Can we use historical stats to predict a QB's fantasy ranking - Using strength of schedule and OL strength

In the last post I found that just looking at the last 2-3 years of historical basic stats was not sufficient to predict future fantasy results, and any data older than that was irrelevant. I then theorized that, based on my football intuition, looking at in-season stats like strength of schedule and strength of teammates are more relevant.

Implementation

Again, the full boilerplate is available in the jupyter notebook here.

year = 2020

# Clean up duplicate columns
# Drop columns that are likely not important based on football knowledge
for i in range(len(qb_data_years)):
    qb_data_years[i] = qb_data_years[i] \
        .rename(columns={"Pts*" : "Pts", "Att": "Pass_Att", "Yds": "Pass_Yds", "TD": "Pass_TD","Att.1": "Rush_Att", "Yds.1": "Rush_Yds", "TD.1": "Rush_TD"}) \
        .drop(columns=["Bye", "2Pt", "2Pt.1", "Rec", "Yds.2", "TD.2", "2Pt.2", "TD.3"])

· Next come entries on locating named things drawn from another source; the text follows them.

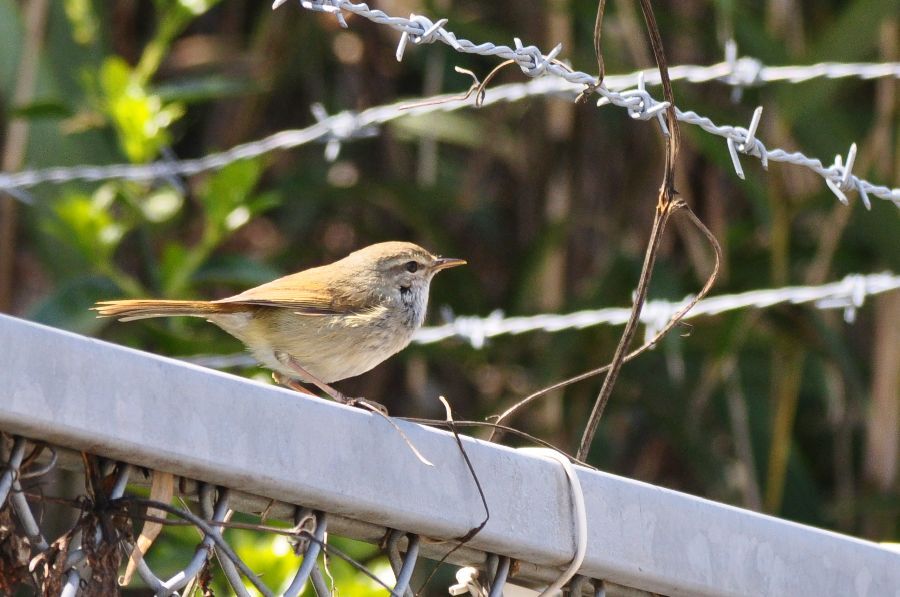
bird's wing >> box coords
[215,268,355,315]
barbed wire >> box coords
[0,40,900,208]
[414,273,900,348]
[264,0,900,209]
[182,272,900,369]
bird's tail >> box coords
[91,299,235,321]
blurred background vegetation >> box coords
[0,0,900,594]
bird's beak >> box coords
[431,257,466,272]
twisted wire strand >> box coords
[0,47,900,207]
[414,273,900,348]
[272,0,900,208]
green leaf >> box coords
[199,160,261,230]
[100,56,184,163]
[140,187,184,224]
[28,276,120,334]
[44,187,128,268]
[9,100,73,118]
[194,255,283,288]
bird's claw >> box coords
[344,397,388,416]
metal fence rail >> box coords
[0,316,900,596]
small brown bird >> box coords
[93,241,466,403]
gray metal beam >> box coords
[0,316,900,596]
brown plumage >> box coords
[93,242,465,384]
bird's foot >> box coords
[272,352,388,416]
[338,396,388,416]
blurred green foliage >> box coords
[0,0,900,595]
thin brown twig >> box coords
[488,204,722,444]
[416,396,491,597]
[398,416,597,470]
[576,0,683,460]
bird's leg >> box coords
[275,350,388,415]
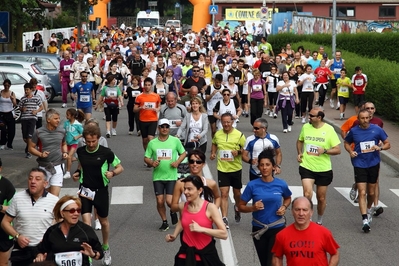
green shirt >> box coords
[144,136,186,181]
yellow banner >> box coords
[225,8,278,21]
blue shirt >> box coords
[345,124,388,168]
[241,177,292,228]
[72,82,93,108]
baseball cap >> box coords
[158,118,170,126]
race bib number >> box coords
[78,186,96,200]
[157,149,172,161]
[55,251,83,266]
[144,102,155,108]
[79,95,90,103]
[355,79,363,86]
[306,144,319,156]
[360,140,375,153]
[107,91,118,97]
[252,85,262,91]
[132,91,140,97]
[157,89,166,96]
[219,150,234,162]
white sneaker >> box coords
[94,219,101,230]
[64,172,71,179]
[103,248,112,266]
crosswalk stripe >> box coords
[229,185,317,205]
[334,187,388,208]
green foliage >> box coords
[268,32,399,63]
[291,42,399,122]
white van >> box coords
[165,19,181,32]
[136,10,159,31]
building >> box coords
[215,0,399,21]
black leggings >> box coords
[301,91,314,114]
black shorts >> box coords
[0,239,14,252]
[330,79,337,89]
[140,121,158,139]
[208,115,216,124]
[353,94,364,106]
[299,166,333,186]
[338,96,349,104]
[218,170,242,189]
[79,187,109,218]
[152,181,176,196]
[354,164,380,184]
[21,119,36,139]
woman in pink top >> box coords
[165,175,227,266]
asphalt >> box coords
[324,100,399,174]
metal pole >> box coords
[331,0,337,58]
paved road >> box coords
[0,98,399,266]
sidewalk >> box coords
[323,100,399,172]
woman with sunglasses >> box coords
[238,148,292,266]
[34,195,104,266]
[165,175,228,266]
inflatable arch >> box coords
[89,0,111,28]
[189,0,212,32]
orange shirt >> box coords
[135,92,161,122]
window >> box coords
[330,6,355,17]
[378,6,396,17]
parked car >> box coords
[0,52,62,102]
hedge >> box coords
[291,42,399,122]
[268,32,399,63]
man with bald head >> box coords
[272,197,339,266]
[296,108,341,225]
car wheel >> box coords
[45,88,55,103]
[13,100,22,123]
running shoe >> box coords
[159,221,169,231]
[170,212,179,225]
[349,183,357,200]
[94,219,101,230]
[223,217,230,229]
[234,205,241,223]
[103,248,112,266]
[373,206,384,216]
[362,220,371,233]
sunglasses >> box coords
[63,208,82,214]
[188,159,204,164]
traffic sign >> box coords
[209,5,219,15]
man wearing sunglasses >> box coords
[144,118,186,231]
[1,168,58,266]
[296,108,341,224]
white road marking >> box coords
[202,164,238,266]
[334,187,388,208]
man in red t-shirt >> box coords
[272,197,339,266]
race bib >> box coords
[306,144,319,156]
[360,140,375,153]
[355,79,363,86]
[157,149,172,161]
[79,95,90,103]
[132,91,140,97]
[107,91,118,97]
[219,150,234,162]
[144,102,155,108]
[78,186,96,200]
[55,251,83,266]
[252,85,262,91]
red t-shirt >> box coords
[272,222,339,266]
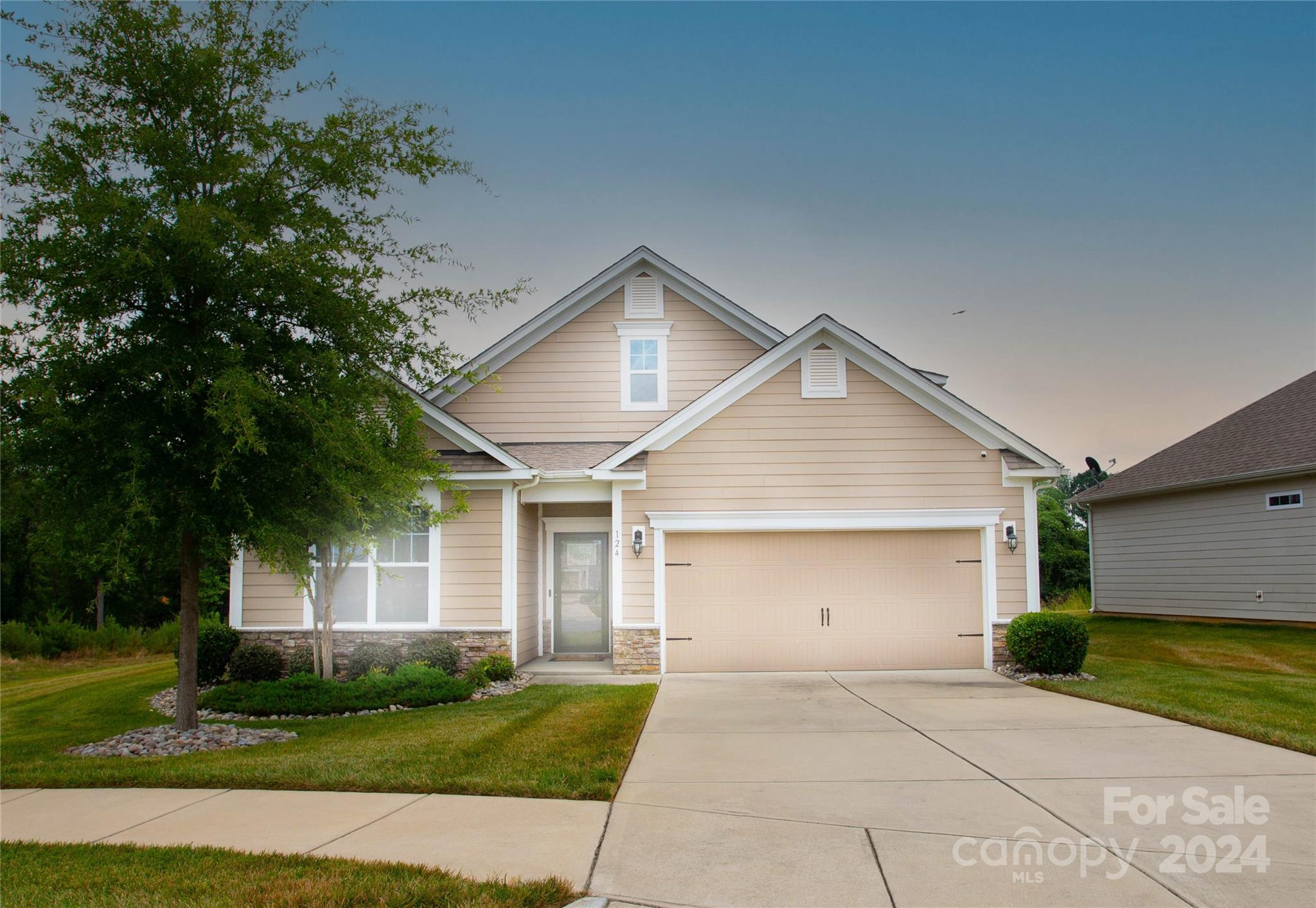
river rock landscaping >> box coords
[64,724,298,757]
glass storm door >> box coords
[553,533,608,653]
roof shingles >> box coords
[1074,373,1316,501]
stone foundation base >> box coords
[991,624,1011,666]
[612,628,662,675]
[238,628,512,673]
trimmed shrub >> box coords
[479,653,516,682]
[289,646,316,678]
[200,664,475,716]
[463,659,491,690]
[407,637,462,675]
[142,618,177,653]
[348,643,403,681]
[173,618,242,684]
[37,614,91,659]
[229,643,283,681]
[1006,612,1087,675]
[0,621,40,659]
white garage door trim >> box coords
[645,508,1004,672]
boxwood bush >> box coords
[1006,612,1087,675]
[407,637,462,675]
[173,618,242,684]
[348,643,403,681]
[200,663,475,716]
[229,643,283,681]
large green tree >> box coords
[0,0,521,727]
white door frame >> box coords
[540,517,612,655]
[645,508,1004,672]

    column_names = qb_data_years[i].columns.delete(0)
    for column in column_names:
        qb_data_years[i][column] = qb_data_years[i][column].astype(float)
        qb_data_years[i] = qb_data_years[i].rename(columns={column: column + "_" + str(year)})

    year -= 1

merged = reduce(lambda left,right: pd.merge(left,right, on=['Player'], how="outer"), qb_data_years).fillna(0)
# Drop all 2020 columns except points, as those will throw off the testing
merged = merged.drop(columns=["Pass_Att_2020", "Cmp_2020", "Pass_Yds_2020", "Pass_TD_2020", "Int_2020", "Rush_Att_2020", "Rush_Yds_2020", "Rush_TD_2020", "FL_2020"])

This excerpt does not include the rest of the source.